When you lose, why make the machine a flogging object? The allegations unnecessarily cast aspersions on the integrity of the election process and specifically the EVMs which have been developed by some of the most brilliant minds. The EVMs are made in a secure environment and distinguished emeritus professors of reputed institutes supervise the entire process. Also, while
EVMs may sometimes malfunction like any other machine, they cannot be tampered with.
There are demands that the proportion of EVMs taken up for VVPAT verification be increased.
The issue of 100 per cent counting of VVPAT slips was raised by various political parties during the 2019 Parliamentary elections and some petitions were also filed in high courts and the Supreme Court. The Supreme Court has held that the number of EVMs subjected to VVPAT verification would be five per assembly constituency or assembly segment in a Parliamentary seat.
Experts have raised issues of transparency with regard to electoral bonds.
The matter is sub-judice. The commission has already furnished its reply before the Supreme Court. Earlier, the commission sent a letter to the ministry of law and justice, dated May 26, 2017, highlighting issues such as non-reporting of receipts through electoral bonds in contribution leading to opacity regarding receipts from prohibited sources; non-disclosure of political party-wise donations by corporate entities due to amendments in the Companies Act, 2013; and removal of limit of 7.5 per cent of average net profits in the preceding three financial years, which could give rise to the possibility of use of shell companies to make political donations.
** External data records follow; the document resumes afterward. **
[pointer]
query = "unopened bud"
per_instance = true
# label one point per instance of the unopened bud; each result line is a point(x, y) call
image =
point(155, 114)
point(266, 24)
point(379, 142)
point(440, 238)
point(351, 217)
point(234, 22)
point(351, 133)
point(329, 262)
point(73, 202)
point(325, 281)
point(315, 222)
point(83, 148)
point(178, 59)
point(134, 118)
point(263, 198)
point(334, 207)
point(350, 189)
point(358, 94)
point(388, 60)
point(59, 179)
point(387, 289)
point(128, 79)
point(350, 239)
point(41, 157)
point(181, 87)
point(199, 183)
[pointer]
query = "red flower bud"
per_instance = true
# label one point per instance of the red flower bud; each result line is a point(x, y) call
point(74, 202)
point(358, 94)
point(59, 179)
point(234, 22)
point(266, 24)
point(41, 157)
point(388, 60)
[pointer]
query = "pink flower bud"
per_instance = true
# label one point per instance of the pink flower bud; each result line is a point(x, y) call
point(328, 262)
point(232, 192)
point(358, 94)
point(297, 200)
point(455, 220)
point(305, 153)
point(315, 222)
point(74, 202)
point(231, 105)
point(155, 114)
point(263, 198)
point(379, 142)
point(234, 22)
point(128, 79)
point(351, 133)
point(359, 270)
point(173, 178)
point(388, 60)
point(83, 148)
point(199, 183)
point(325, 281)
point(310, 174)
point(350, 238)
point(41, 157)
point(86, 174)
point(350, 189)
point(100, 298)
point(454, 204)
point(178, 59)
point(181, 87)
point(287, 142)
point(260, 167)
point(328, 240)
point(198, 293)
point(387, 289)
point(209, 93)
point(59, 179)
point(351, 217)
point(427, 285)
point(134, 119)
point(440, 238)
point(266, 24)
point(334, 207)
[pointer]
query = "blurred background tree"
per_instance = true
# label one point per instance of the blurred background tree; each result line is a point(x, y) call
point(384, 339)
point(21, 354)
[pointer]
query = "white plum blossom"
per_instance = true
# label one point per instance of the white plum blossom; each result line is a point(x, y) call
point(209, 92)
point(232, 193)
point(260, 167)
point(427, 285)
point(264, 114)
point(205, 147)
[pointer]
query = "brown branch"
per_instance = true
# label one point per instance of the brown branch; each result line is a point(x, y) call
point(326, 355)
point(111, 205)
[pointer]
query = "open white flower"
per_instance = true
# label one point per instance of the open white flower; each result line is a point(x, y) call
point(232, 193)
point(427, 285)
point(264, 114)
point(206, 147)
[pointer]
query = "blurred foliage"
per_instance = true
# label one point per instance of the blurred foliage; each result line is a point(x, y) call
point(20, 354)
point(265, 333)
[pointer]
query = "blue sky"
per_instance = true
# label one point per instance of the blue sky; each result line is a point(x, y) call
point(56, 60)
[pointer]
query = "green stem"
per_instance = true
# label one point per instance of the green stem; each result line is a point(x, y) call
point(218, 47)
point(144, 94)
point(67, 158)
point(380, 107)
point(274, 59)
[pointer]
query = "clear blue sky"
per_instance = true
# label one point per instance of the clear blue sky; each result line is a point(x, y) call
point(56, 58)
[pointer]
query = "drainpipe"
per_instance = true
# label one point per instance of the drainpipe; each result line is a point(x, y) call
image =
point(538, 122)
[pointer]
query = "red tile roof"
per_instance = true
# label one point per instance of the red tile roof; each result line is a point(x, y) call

There were internal differences in the commission with regard to certain decisions. In such instances, shouldn't each member's views be put in the public domain?
The three members of the EC are not expected to be clones of each other. There have been so many instances in the past when there has been a vast diversion of views as it can, and should be. The opinions of all three Commissioners are always noted on files, but when it is formally communicated, differences of views are not part of the order.
As you complete your tenure as CEC, what are the initiatives that bring satisfaction to you?
I have the satisfaction that some key amendments have been made in the election laws. For example, amendments in Form 26 to include the source of income of the spouse and dependents and to capture more details of criminal background of the candidate and details of contracts entered by the candidate, spouse or dependents. Also, amendments were made in the CE Rules, 1961 to provide optional postal ballot facility to persons with disability, senior citizens, absentee voters from essential services and Covid-19 suspected or affected persons.